Da quel momento avrebbe accettato commesse solo dalla ricca borghesia viennese, e non più da vertici istituzionali
Sicuro di aver messo in salvo la sua arte dalle avide mani degli accademici, Klimt, non avrebbe visto compiersi, fortunatamente, il destino delle tre allegorie. Morto di febbre spagnola nel 1918, il pittore aveva venduto al mecenate Lederer una delle tre allegorie, Filosofia (rimasta solo abbozzata) la quale era stata riposta in un’apposita stanza del suo appartamento, mentre un altro ricco finanziatore del pittore, Wittgenstein, divenne proprietario di Medicina e Giurisprudenza, che conservò nel suo castello di Immendorf, trasferendovi successivamente anche Filosofia, donatagli da Lederer.
Studio di Giurisprudenza:
Qui, nel 1945, truppe tedesche in ritirata dalla Seconda Guerra Mondiale, appiccarono un incendio, durante il quale le tre allegorie vennero completamente distrutte, insieme ad altre opere di Klimt collezionate da Wittgenstein. Mentre di Filosofia e Giurisprudenza esistono solo fotografie in bianco e nero, le quali celano i veri colori dei due dipinti, di Medicina è pervenuta una copia di una fotografia a colori, la quale mostra le calde tonalità rosse, oro e gialle, spesso usate da Klimt nelle sue opere di maggior spessore.
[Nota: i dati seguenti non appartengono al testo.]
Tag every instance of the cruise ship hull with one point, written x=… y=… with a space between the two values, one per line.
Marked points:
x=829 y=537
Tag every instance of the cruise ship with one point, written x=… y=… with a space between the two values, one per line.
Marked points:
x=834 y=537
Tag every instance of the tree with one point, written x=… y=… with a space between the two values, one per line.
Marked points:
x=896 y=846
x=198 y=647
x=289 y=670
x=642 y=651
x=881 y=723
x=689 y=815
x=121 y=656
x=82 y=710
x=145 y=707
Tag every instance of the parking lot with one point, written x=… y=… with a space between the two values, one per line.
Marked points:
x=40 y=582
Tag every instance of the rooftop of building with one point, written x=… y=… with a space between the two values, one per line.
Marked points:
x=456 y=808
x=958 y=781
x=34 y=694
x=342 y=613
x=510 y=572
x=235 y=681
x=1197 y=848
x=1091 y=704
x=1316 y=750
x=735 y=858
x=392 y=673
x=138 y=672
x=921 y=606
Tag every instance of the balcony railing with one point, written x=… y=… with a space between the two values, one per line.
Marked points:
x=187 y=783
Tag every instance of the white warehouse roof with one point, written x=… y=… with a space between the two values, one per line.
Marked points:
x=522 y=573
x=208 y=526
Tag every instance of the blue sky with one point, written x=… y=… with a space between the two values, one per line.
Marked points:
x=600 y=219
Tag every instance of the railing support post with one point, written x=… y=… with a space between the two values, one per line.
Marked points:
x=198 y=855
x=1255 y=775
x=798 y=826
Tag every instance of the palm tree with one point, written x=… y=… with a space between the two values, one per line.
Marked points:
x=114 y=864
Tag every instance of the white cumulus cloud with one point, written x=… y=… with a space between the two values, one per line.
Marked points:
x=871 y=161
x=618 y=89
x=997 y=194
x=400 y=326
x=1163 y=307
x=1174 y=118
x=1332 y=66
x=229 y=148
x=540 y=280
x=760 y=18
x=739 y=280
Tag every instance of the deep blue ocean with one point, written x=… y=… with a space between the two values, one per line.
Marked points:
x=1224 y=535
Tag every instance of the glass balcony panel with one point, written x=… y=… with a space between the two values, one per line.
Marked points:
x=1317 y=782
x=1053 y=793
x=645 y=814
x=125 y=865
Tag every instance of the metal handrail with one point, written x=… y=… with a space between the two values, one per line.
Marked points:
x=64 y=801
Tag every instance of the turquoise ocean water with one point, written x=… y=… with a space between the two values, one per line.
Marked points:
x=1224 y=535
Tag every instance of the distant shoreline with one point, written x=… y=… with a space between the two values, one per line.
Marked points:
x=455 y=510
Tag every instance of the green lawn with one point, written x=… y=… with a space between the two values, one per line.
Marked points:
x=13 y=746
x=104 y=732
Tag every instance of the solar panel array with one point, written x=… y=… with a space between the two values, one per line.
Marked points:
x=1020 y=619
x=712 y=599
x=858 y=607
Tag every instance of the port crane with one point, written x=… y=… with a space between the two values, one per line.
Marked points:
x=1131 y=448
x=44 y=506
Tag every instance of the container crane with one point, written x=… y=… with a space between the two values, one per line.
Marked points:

Poco nota al grande pubblico e destinata a un triste epilogo, pregna di significato e di forte emozione, la serie delle allegorie di Klimt rappresenta il netto distacco da quella istituzionale e uno dei momenti più espressivi della sua arte che, nonostante sia andata in parte perduta, rimane e rimarrà indelebile nella storia dell’arte occidentale per la sua ricchezza d’oro e di enigmaticità.